Only a few months after suing Anthropic in state court in California, Reddit filed a lawsuit against Perplexity AI in federal district court in New York. See Reddit, Inc. v. SerpApi LLC et al., No. 25-cv-8736 (S.D.N.Y. filed Oct. 22, 2025)
Here, Reddit takes a different tack and brings various claims under the Digital Millennium Copyright Act (DMCA). Reddit does not allege copyright infringement, but rather that Anthropic violated the DMCA’s prohibition on the “circumvention of technological control measures” under 17 U.S.C. § 1201(a)(1)(A), which seems to strategically mirror some aspects of previously popular CFAA claims.
Section 1201(a)(1)(A) was created in 1998 under Title 1 of the DCMA as a way to mitigate piracy risks around emerging technologies of the time—DVDs, ebooks, and software. It prohibits the circumvention of technological measures that control access to a copyrighted work. Courts have clarified that the anti-circumvention provision is indifferent to the strength or success of the control measure. See Universal City Studios, Inc. v. Reimerdes, 111 F. Supp. 2d 294, 318 (S.D.N.Y. 2000), aff’d on other grounds sub. nom., Universal City Studios, Inc. v. Corley, 273 F.3d 429 (2d Cir. 2001).
Indeed, like the CFAA-web scraping battles of the recent past, Reddit’s complaint focuses on the defendants’ methods of access, including circumvention of Reddit’s registered user-identification limits, IP-rate limits, captcha bot protection, and anomaly-detection tools, as well as the defendants’ identity masking practices and their noncompliance with Reddit’s robots.txt directive and User Agreement.
This DMCA approach brings the action right into the copyright arena while strategically avoiding the difficulties of copyright preemption addressed in X Corp. v. Bright Data, and is already gaining traction among web scraping plaintiffs. For example, a month after Reddit’s filing, several YouTube content creators sued Nvidia corporation under the same DMCA theory, alleging that Nvidia unlawfully circumvented YouTube’s access barriers to scrape the plaintiffs’ videos to train Nvidia’s generative AI model. A few weeks after that complaint, Google brought a lawsuit against SerpApi with the same claims. Early 2026 brought additional cases into the arena: the same YouTube content creator plaintiffs that sued Nvidia filed a nearly identical lawsuit against Snap, Inc., and a separate YouTube content creator plaintiff initiated a class action against Meta for scraping in violation of the DMCA.

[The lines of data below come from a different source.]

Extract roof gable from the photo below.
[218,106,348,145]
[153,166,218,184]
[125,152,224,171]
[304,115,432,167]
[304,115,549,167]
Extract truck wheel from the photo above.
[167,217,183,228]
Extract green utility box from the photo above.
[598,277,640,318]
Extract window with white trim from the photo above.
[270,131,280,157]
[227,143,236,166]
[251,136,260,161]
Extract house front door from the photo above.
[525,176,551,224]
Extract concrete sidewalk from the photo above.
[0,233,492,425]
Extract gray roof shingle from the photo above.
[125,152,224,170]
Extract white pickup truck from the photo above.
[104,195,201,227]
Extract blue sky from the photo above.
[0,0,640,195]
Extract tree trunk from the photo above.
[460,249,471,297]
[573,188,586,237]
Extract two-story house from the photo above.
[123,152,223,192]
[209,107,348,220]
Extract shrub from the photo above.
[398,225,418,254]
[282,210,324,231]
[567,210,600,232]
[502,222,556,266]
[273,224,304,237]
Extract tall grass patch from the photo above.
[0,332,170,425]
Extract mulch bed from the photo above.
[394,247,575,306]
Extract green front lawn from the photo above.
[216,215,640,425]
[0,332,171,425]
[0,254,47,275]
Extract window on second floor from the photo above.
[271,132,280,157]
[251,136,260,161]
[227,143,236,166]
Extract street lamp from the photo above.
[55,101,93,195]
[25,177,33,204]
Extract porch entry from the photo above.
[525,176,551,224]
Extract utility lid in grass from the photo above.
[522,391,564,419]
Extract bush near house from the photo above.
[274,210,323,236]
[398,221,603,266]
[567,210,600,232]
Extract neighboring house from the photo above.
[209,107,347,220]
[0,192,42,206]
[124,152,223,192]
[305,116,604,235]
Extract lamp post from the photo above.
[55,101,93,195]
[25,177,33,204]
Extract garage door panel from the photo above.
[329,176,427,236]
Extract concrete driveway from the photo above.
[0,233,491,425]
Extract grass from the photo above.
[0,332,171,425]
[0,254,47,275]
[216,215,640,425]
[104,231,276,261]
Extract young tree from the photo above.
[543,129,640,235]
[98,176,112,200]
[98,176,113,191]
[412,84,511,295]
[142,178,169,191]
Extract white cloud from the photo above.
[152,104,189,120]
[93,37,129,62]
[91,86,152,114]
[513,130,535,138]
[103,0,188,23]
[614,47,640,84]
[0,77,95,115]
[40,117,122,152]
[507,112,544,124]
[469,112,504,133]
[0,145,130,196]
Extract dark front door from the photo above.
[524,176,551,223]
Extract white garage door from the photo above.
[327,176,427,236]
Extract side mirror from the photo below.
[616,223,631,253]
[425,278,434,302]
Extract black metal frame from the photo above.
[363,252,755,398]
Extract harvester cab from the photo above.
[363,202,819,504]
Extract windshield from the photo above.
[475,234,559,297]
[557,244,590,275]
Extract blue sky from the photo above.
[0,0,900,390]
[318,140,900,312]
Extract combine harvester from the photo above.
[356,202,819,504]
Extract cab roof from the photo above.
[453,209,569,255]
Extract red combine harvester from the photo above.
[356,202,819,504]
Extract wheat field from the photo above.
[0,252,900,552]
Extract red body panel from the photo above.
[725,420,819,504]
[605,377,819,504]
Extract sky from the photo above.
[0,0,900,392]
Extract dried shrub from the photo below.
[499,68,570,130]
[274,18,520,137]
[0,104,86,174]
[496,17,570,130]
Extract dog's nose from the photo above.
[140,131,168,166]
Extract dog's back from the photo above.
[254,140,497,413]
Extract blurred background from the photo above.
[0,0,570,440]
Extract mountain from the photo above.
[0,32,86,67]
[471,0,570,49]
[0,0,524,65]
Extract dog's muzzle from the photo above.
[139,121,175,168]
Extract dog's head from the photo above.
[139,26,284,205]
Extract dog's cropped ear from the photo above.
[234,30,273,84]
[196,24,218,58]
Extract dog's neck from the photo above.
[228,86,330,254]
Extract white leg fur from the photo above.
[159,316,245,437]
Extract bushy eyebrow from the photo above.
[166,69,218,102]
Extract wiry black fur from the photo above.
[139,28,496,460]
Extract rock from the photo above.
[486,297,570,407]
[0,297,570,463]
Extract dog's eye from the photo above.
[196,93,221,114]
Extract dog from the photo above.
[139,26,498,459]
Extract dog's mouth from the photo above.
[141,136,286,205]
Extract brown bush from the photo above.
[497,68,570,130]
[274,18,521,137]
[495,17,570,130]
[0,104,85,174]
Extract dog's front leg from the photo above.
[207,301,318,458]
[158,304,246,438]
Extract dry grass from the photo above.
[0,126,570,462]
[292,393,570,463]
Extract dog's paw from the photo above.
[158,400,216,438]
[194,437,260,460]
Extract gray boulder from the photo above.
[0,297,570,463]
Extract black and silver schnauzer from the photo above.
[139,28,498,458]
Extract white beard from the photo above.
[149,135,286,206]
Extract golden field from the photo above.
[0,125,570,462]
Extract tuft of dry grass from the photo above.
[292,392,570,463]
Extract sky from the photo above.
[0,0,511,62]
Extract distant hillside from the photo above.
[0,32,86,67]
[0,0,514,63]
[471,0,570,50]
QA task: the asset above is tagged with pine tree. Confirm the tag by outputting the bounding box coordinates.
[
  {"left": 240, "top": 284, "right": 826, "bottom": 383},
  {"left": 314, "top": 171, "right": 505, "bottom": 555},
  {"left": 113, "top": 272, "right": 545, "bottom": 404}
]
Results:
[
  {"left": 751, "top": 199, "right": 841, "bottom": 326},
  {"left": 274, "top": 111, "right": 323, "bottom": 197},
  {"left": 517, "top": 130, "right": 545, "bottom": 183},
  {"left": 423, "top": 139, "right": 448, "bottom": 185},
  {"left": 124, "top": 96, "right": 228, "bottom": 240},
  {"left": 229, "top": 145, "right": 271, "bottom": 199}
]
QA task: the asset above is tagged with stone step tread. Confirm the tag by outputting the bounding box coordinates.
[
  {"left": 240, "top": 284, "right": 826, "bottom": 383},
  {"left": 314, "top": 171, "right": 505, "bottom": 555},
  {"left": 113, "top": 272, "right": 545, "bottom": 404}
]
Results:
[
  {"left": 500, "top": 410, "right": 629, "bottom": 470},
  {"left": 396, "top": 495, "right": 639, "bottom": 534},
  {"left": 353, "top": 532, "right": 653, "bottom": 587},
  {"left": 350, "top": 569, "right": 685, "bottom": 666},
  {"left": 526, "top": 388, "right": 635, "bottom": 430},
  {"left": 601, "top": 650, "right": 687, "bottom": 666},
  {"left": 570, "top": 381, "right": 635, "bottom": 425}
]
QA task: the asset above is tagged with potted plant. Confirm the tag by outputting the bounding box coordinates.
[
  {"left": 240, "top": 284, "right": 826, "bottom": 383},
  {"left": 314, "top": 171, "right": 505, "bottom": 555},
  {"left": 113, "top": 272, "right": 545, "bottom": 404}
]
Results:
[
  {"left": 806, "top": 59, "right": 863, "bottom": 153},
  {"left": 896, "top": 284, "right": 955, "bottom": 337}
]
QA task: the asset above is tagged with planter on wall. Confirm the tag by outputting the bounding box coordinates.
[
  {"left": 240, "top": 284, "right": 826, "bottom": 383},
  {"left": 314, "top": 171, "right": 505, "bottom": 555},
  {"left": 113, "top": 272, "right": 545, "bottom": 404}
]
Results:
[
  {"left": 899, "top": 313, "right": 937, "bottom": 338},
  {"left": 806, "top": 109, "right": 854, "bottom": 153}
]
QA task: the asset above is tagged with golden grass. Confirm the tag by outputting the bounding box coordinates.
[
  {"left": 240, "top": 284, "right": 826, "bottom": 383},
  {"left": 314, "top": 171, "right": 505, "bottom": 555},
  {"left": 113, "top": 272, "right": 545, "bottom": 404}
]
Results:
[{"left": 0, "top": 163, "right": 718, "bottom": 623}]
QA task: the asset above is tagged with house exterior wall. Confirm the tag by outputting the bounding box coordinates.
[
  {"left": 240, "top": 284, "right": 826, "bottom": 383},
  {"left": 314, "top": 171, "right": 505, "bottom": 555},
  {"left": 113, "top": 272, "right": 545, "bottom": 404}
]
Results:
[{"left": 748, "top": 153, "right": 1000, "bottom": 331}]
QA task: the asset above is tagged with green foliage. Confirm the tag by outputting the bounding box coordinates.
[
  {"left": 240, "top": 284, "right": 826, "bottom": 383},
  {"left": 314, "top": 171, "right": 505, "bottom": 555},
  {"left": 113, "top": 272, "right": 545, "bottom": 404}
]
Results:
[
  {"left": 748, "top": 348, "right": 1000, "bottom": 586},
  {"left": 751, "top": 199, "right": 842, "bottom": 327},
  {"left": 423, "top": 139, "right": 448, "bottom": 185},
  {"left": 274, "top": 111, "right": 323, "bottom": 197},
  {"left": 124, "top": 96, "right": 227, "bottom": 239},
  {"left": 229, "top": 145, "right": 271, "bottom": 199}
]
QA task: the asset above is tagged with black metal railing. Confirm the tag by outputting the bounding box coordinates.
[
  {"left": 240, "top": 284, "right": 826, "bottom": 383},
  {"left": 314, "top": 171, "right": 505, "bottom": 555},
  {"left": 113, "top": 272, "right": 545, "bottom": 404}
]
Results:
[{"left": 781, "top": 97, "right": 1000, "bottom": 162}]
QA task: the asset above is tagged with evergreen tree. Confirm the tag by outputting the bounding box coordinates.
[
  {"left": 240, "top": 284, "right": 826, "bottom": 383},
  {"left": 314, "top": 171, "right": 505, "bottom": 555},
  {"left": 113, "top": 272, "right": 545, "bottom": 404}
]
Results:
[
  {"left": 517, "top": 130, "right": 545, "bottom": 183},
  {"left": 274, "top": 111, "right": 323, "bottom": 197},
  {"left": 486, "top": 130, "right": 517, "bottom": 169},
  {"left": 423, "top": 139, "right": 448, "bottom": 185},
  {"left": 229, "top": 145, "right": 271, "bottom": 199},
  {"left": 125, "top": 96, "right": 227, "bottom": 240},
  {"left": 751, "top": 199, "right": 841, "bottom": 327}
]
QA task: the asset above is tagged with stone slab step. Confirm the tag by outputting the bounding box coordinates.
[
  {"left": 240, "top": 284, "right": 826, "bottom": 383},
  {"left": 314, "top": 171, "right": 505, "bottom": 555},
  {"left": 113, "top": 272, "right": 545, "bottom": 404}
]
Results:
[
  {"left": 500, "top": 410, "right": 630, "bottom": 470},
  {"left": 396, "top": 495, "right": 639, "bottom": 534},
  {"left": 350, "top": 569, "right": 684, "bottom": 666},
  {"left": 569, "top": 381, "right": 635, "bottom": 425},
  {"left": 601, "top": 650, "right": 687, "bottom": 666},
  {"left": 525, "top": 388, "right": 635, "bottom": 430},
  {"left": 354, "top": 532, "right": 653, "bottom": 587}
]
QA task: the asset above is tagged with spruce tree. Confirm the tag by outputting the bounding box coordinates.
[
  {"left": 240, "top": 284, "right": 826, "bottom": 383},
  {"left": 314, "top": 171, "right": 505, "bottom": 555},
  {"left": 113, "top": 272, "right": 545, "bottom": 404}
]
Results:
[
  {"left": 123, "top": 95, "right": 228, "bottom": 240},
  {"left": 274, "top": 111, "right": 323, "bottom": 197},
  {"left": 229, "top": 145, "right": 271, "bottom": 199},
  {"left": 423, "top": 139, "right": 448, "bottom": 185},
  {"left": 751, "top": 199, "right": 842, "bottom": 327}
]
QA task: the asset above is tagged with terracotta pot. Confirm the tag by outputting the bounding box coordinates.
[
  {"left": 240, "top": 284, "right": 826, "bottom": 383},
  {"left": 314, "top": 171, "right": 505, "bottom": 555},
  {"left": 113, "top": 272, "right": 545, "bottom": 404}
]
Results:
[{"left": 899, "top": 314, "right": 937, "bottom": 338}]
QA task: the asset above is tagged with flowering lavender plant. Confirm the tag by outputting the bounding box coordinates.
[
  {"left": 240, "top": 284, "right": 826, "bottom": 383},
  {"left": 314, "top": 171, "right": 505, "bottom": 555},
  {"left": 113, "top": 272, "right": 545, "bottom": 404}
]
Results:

While the flurry of new litigation could shed meaningful light on these issues, there is a fully briefed and argued case pending before the Second Circuit that concerns the strength of certain access control and circumvention principles for DMCA section 1201 claims may shed light sooner on the viability of this newer litigation strategy. See Yout LLC v. Recording Industry Association of America, Inc., 633 F.Supp.3d 650 (D. Conn. 2022), appeal argued, No. 22-02760 (2d Cir. argued Feb. 4, 2024)
Industry Developments
Against the backdrop of these recent legal challenges is a broader tension on the Internet between (1) data owners and hosts, and (2) data scrapers. So far, that tension has created licensing deals and third-party tools that aim to broker data exchanges between the main players.
In the two complaints Reddit filed, Reddit claims that the defendants have refused to enter into licensing deals with the social media platform, which other large companies like OpenAI and Google have already agreed to. However, as Anthropic did in its opposition to Reddit’s motion to remand, defendants may take issue with and resist such licensing deals when the social media platform does not actually own the underlying user-generated content.
These dynamics appear to be motivating companies to create and offer tools and services that facilitate the exchange of data through some pre-defined process, such as Cloudflare’s Pay Per Crawl program that enables site owners to monetize their content by setting prices to access those zones.
As these cases progress, it will become clearer how the industry will evolve to address the legal considerations around certain scraping activities—including the role of AI companies, their relationship to major social media platforms, and the tools and services that facilitate this relationship.